In our opinion, the accompanying consolidated balance sheets and the
related consolidated statements of income, stockholders' equity and cash flows
present fairly, in all material respects, the financial position of Nu Skin
Enterprises, Inc. and its subsidiaries at December 31, 1999 and 2000, and the
results of their operations and their cash flows for each of the three years in
the period ended December 31, 2000 in conformity with accounting principles
generally accepted in the United States of America. These financial statements
are the responsibility of the Company's management; our responsibility is to
express an opinion on these financial statements based on our audits. We
conducted our audits of these statements in accordance with auditing standards
generally accepted in the United States of America, which require that we plan
and perform the audit to obtain reasonable assurance about whether the financial
statements are free of material misstatement. An audit includes examining, on a
test basis, evidence supporting the amounts and disclosures in the financial
statement presentation. We believe that our audits provide a reasonable basis
for our opinion.
/s/ PricewaterhouseCoopers LLP
PricewaterhouseCoopers LLP
Salt Lake City, Utah
February 12, 2001
MARKET FOR REGISTRANT'S COMMON EQUITY AND RELATED STOCKHOLDER MATTERS
COMMON STOCK. The Company's Class A common stock is listed on the New York
Stock Exchange ("NYSE") and trades under the symbol "NUS". The Company's Class B
common stock has no established trading market. The following table is based
upon information available to the Company and sets forth the range of the high
and low sales prices for the Company's Class A common stock for the quarterly
periods during 1999 and 2000 based upon quotations on the NYSE.
Quarter Ended High Low
------------- -------- --------
March 31, 1999 $ 25.25 $ 17.75
June 30, 1999 22.88 15.50
September 30, 1999 22.00 10.69
December 31, 1999 14.63 8.50
Quarter Ended High Low
------------- -------- --------
March 31, 2000 $ 10.38 $ 7.88
June 30, 2000 8.25 5.75
September 30, 2000 7.50 5.50
December 31, 2000 6.75 4.25
The market price of the Company's Class A common stock is subject to
significant fluctuations in response to variations in the Company's quarterly
operating results, general trends in the market for the Company's products and
product candidates, economic and currency exchange issues in the foreign markets
in which the Company operates and other factors, many of which are not within
the control of the Company. In addition, broad market fluctuations, as well as
general economic, business and political conditions, may adversely affect the
market for the Company's Class A common stock, regardless of the Company's
actual or projected performance.
The closing price of the Company's Class A common stock on March 9, 2001
was $8.01. The approximate number of holders of record of the Company's Class
A common stock and Class B common stock as of March 9, 2001 was 896 and 57,
respectively. This number of record holders does not represent the actual number
of beneficial owners of shares of the Company's Class A common stock because
shares are frequently held in "street name" by securities dealers and others for
the benefit of individual owners who have the right to vote their shares.

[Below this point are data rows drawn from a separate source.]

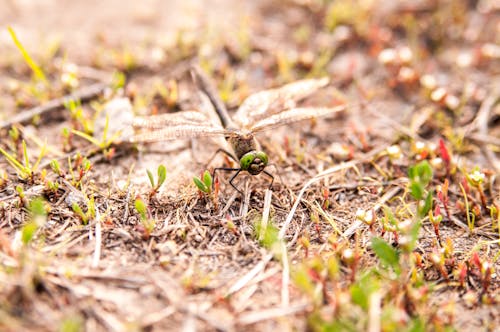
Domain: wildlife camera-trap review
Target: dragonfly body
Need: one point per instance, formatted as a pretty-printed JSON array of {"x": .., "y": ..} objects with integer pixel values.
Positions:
[{"x": 261, "y": 111}]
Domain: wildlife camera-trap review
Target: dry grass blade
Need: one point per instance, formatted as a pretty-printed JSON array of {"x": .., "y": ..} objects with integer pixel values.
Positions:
[
  {"x": 319, "y": 177},
  {"x": 181, "y": 131},
  {"x": 258, "y": 105},
  {"x": 294, "y": 115},
  {"x": 258, "y": 316},
  {"x": 83, "y": 95},
  {"x": 243, "y": 281},
  {"x": 358, "y": 223},
  {"x": 171, "y": 119}
]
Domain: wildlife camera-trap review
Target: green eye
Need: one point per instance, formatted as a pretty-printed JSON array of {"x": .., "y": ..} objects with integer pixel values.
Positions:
[
  {"x": 247, "y": 160},
  {"x": 254, "y": 162},
  {"x": 262, "y": 156}
]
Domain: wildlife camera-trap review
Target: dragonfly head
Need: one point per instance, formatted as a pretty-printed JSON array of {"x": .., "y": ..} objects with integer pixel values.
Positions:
[{"x": 254, "y": 162}]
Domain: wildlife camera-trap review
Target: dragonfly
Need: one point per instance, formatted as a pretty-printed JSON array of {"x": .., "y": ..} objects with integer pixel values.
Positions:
[{"x": 260, "y": 111}]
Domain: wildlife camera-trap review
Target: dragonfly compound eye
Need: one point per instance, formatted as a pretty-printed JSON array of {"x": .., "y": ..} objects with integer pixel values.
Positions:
[{"x": 254, "y": 162}]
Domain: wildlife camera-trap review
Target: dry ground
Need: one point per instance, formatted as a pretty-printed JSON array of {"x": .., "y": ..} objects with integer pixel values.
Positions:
[{"x": 427, "y": 73}]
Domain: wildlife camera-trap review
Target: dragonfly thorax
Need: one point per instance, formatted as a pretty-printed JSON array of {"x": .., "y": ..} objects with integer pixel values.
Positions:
[{"x": 254, "y": 162}]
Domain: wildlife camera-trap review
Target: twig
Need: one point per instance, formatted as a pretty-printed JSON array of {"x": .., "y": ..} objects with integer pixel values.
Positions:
[
  {"x": 319, "y": 177},
  {"x": 249, "y": 276},
  {"x": 358, "y": 223},
  {"x": 98, "y": 242},
  {"x": 265, "y": 213},
  {"x": 285, "y": 279},
  {"x": 258, "y": 316},
  {"x": 84, "y": 94}
]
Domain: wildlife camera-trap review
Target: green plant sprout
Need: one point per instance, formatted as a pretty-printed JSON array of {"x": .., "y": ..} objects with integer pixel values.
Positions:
[
  {"x": 37, "y": 71},
  {"x": 148, "y": 223},
  {"x": 162, "y": 176},
  {"x": 102, "y": 144},
  {"x": 37, "y": 216},
  {"x": 89, "y": 214},
  {"x": 204, "y": 184},
  {"x": 420, "y": 176},
  {"x": 76, "y": 113},
  {"x": 24, "y": 169}
]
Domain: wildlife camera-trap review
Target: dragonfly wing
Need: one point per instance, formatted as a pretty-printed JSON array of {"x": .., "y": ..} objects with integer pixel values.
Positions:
[
  {"x": 170, "y": 119},
  {"x": 181, "y": 131},
  {"x": 294, "y": 115},
  {"x": 261, "y": 104}
]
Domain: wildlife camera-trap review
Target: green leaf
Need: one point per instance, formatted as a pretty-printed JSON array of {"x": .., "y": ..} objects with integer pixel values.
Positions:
[
  {"x": 363, "y": 289},
  {"x": 54, "y": 164},
  {"x": 425, "y": 172},
  {"x": 162, "y": 175},
  {"x": 28, "y": 232},
  {"x": 390, "y": 216},
  {"x": 207, "y": 179},
  {"x": 385, "y": 252},
  {"x": 140, "y": 206},
  {"x": 427, "y": 205},
  {"x": 151, "y": 179},
  {"x": 31, "y": 63},
  {"x": 37, "y": 208},
  {"x": 417, "y": 191},
  {"x": 200, "y": 185}
]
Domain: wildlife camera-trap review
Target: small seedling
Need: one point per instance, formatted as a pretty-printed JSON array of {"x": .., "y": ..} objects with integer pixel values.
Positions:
[
  {"x": 204, "y": 184},
  {"x": 54, "y": 165},
  {"x": 104, "y": 143},
  {"x": 24, "y": 169},
  {"x": 162, "y": 175},
  {"x": 148, "y": 224},
  {"x": 89, "y": 214},
  {"x": 420, "y": 176},
  {"x": 37, "y": 71},
  {"x": 38, "y": 216},
  {"x": 476, "y": 180}
]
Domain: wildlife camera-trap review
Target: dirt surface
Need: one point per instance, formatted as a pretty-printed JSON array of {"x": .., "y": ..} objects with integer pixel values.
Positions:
[{"x": 350, "y": 242}]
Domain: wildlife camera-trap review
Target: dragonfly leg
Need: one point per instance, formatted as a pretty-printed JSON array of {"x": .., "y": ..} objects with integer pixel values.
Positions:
[
  {"x": 228, "y": 169},
  {"x": 271, "y": 176}
]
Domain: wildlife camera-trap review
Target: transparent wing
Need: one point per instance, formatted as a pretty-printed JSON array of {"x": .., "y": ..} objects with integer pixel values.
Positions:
[
  {"x": 294, "y": 115},
  {"x": 268, "y": 102},
  {"x": 171, "y": 119},
  {"x": 181, "y": 131}
]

In February 2001, the board of directors authorized the Company to declare
a quarterly cash dividend of $0.05 per share for all classes of common stock.
This initial quarterly cash dividend was be paid on March 28, 2001, to
stockholders of record on March 12, 2001. Management believes that cash flows
from operations will be sufficient to fund this and future dividend payments.